Using JDO and HSQLDB To Process Lots of Data in Limited Memory
- Quick Intro to JDO
- The Problem at Hand
- Persisting the Objects
- Retrieving the Objects
- The Wrap-Up
Having more data than memory is a problem that has faced developers since the dawn of computing. These days, the typical way to handle this problem is via a database running on a separate server. But, for a variety of reasons, that's not always an option. Another common solution is to use a file-based collection mechanisma B-tree or the like. But there's no standard implementation of a B-tree in Java, and developing one that works well is not a small task.
In this article, we'll look at another option, a sort of combination of the two I've just mentioned. We'll make use of the HSQL Database Engine (HSQLDB), an open source lightweight database that can be instantiated as needed and configured to store its data on the filesystem. Rather than working directly with the database via JDBC, however, we'll store and retrieve our data via Sun's Java Data Objects extension, with the idea of saving a lot of excess coding without losing too much in terms of performance.
Quick Intro to JDO
Java Data Objects (JDO) is Sun's take on object persistence for Java. Object persistence is basically the automated storage and retrieval of objects to and from a database without having to worry about any database internals in the code. Accessing a database is not a complicated task in Java via JDBC, but the code to store and retrieve objects can get a bit messy, especially when you're dealing with inter-object relationships.
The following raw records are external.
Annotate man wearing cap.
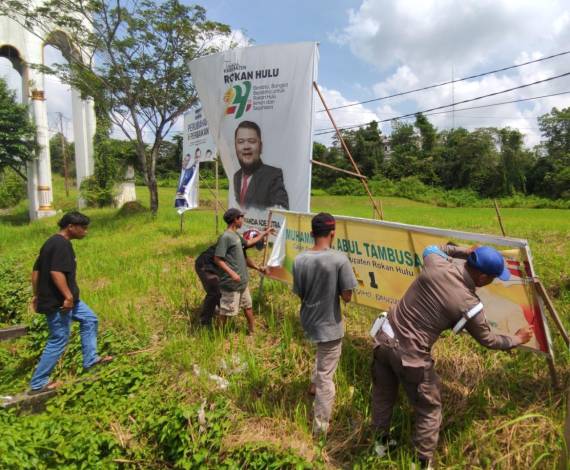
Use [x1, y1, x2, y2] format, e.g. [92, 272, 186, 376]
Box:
[212, 208, 268, 334]
[195, 225, 272, 327]
[370, 244, 533, 468]
[292, 213, 358, 435]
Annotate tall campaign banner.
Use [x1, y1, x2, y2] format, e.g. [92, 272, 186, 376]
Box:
[267, 210, 552, 355]
[175, 107, 217, 213]
[188, 42, 318, 231]
[183, 107, 217, 163]
[174, 159, 199, 214]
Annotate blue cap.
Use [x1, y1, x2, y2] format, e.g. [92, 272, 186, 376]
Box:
[467, 246, 510, 281]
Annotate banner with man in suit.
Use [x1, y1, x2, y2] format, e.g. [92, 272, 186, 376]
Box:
[188, 42, 318, 231]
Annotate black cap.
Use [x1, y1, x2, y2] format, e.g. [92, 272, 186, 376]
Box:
[223, 208, 244, 224]
[311, 212, 336, 236]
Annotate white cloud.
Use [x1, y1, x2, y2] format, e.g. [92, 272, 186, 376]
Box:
[332, 0, 570, 146]
[313, 86, 383, 145]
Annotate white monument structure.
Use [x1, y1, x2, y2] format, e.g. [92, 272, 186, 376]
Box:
[0, 6, 96, 220]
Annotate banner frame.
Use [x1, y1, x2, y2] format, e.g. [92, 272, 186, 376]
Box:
[265, 209, 568, 387]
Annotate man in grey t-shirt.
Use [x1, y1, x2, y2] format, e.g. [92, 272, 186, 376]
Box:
[292, 212, 358, 435]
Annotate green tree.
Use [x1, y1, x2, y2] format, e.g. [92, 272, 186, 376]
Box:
[340, 121, 385, 177]
[533, 107, 570, 198]
[384, 120, 420, 179]
[0, 78, 35, 180]
[4, 0, 231, 214]
[49, 132, 76, 177]
[434, 127, 500, 195]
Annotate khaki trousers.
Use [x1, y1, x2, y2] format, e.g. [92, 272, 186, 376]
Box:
[311, 338, 343, 433]
[371, 331, 442, 460]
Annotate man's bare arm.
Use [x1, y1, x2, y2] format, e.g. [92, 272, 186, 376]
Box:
[213, 256, 240, 282]
[50, 271, 74, 311]
[341, 290, 353, 303]
[31, 270, 39, 311]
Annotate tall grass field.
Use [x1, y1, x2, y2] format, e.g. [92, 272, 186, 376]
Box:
[0, 176, 568, 469]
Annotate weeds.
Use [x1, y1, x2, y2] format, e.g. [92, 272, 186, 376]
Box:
[0, 178, 568, 468]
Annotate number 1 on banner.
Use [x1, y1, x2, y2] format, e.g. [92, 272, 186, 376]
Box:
[369, 272, 379, 289]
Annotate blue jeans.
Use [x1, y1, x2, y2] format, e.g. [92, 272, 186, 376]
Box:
[30, 300, 99, 390]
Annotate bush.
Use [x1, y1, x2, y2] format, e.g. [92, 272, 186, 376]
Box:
[79, 175, 117, 208]
[0, 259, 29, 324]
[0, 168, 26, 208]
[328, 178, 366, 196]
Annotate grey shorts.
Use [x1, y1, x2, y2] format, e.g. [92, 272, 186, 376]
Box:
[219, 287, 252, 316]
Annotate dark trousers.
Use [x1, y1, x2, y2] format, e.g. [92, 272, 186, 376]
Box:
[195, 260, 220, 325]
[371, 332, 442, 460]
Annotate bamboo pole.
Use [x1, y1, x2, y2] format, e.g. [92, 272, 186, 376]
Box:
[534, 279, 570, 348]
[261, 210, 273, 267]
[258, 210, 274, 305]
[493, 199, 506, 236]
[215, 157, 220, 235]
[313, 81, 382, 219]
[310, 159, 367, 179]
[561, 391, 570, 469]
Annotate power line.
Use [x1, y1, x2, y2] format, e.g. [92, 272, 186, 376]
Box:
[317, 49, 570, 113]
[313, 86, 570, 136]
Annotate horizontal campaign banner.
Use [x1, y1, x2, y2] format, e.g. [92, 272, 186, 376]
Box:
[267, 210, 551, 355]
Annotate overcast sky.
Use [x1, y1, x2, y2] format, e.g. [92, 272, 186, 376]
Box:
[2, 0, 570, 147]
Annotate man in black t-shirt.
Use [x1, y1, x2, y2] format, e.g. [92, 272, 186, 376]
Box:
[29, 212, 112, 393]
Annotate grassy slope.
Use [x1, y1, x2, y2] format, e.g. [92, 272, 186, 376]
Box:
[1, 177, 568, 469]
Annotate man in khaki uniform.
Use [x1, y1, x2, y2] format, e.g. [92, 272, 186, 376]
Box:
[371, 244, 533, 468]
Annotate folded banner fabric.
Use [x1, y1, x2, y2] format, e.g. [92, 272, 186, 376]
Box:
[267, 210, 552, 355]
[188, 42, 318, 232]
[174, 161, 199, 214]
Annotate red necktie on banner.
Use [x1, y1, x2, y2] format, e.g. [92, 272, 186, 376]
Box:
[240, 175, 250, 206]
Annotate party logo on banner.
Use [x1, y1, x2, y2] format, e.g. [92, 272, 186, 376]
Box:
[224, 81, 252, 118]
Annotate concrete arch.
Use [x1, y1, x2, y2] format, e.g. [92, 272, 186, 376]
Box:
[0, 11, 96, 220]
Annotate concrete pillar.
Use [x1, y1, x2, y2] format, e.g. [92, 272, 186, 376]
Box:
[30, 88, 56, 218]
[20, 65, 40, 220]
[71, 88, 90, 207]
[84, 97, 96, 174]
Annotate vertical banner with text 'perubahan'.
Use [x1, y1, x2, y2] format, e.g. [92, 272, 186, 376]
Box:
[267, 210, 552, 355]
[188, 42, 318, 232]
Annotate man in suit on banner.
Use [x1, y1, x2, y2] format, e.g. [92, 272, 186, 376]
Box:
[232, 120, 289, 210]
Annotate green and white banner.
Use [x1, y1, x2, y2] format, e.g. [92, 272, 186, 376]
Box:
[189, 42, 318, 231]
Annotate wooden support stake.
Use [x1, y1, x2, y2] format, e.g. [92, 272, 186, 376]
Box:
[179, 211, 184, 233]
[258, 211, 274, 306]
[561, 390, 570, 469]
[546, 355, 560, 390]
[493, 199, 506, 237]
[534, 279, 570, 348]
[311, 159, 367, 179]
[215, 157, 220, 235]
[0, 325, 28, 341]
[379, 199, 385, 221]
[313, 81, 382, 219]
[262, 211, 273, 268]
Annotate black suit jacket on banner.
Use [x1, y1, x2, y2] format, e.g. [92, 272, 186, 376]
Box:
[233, 164, 289, 210]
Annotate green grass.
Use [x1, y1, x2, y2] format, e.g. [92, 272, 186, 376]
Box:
[0, 176, 568, 469]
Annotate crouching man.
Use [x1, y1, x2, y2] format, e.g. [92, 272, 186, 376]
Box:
[370, 245, 533, 468]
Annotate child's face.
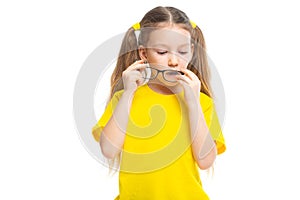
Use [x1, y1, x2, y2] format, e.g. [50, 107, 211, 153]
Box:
[139, 25, 194, 86]
[141, 25, 193, 69]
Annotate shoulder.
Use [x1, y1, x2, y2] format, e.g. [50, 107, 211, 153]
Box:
[107, 90, 124, 109]
[112, 89, 124, 100]
[111, 85, 148, 101]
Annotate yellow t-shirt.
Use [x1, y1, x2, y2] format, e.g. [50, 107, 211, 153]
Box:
[93, 84, 226, 200]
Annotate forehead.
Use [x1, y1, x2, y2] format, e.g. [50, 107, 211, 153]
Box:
[147, 26, 191, 47]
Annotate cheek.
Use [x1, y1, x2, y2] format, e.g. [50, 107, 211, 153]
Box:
[178, 57, 190, 68]
[147, 53, 166, 63]
[182, 52, 194, 67]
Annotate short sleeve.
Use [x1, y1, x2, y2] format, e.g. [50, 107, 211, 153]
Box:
[200, 93, 226, 155]
[92, 90, 123, 142]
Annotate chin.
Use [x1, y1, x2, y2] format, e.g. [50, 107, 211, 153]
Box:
[163, 81, 179, 87]
[153, 79, 179, 87]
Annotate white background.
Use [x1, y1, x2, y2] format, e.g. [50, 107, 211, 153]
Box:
[1, 0, 300, 199]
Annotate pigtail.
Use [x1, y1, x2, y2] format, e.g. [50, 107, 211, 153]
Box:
[110, 27, 140, 99]
[189, 26, 212, 98]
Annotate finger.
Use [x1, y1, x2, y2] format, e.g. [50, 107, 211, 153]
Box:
[125, 70, 143, 78]
[134, 60, 144, 64]
[176, 74, 192, 84]
[177, 79, 189, 89]
[130, 60, 145, 67]
[127, 63, 148, 71]
[123, 71, 140, 82]
[136, 76, 146, 86]
[180, 68, 198, 80]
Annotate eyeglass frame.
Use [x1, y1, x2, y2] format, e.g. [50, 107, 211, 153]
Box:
[144, 67, 184, 83]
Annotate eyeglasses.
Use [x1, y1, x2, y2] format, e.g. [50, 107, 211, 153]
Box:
[142, 67, 184, 83]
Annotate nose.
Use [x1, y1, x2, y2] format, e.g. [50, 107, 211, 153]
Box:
[168, 53, 178, 68]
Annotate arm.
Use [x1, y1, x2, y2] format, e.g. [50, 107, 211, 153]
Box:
[100, 90, 134, 159]
[187, 101, 217, 170]
[100, 60, 147, 159]
[177, 69, 216, 170]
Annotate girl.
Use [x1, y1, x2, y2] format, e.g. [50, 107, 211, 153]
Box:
[92, 6, 226, 200]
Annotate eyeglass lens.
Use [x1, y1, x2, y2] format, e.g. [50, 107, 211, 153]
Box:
[141, 67, 184, 82]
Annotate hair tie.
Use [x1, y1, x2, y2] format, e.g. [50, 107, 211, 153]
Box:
[132, 22, 140, 30]
[190, 20, 197, 29]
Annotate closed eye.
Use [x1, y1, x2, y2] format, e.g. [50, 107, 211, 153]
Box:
[178, 51, 188, 55]
[157, 51, 167, 55]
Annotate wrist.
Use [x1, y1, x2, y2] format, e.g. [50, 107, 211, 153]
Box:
[121, 90, 136, 107]
[187, 101, 201, 112]
[186, 95, 200, 109]
[122, 89, 136, 99]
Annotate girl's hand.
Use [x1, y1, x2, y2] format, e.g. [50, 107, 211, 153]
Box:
[176, 69, 201, 106]
[122, 60, 147, 93]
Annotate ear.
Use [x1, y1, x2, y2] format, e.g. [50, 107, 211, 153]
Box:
[138, 45, 148, 60]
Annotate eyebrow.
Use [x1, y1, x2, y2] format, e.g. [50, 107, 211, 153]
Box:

This situation often results in lots of tedious extra code to develop and maintain, which of course is bad news.
JDO hides all that away. Objects are mapped to tables in the database outside your code, and while you may need to tweak some of the mappings yourself, most JDO packages handle the dirty work. We'll use JDO Genie for this article, thanks to its support for HSQLDB and easy-to-use tools that ship with it. JDO Genie includes a GUI Workbench application for handling tasks such as selecting your database implementation, mapping classes to tables, and creating those tables (along with a number of other monitoring functions that go beyond the scope of this article).
Both HSQLDB and JDO Genie can be run in server mode or standalone mode, allowing you to run them locally or serve others remotely. We'll run everything standalone for this article.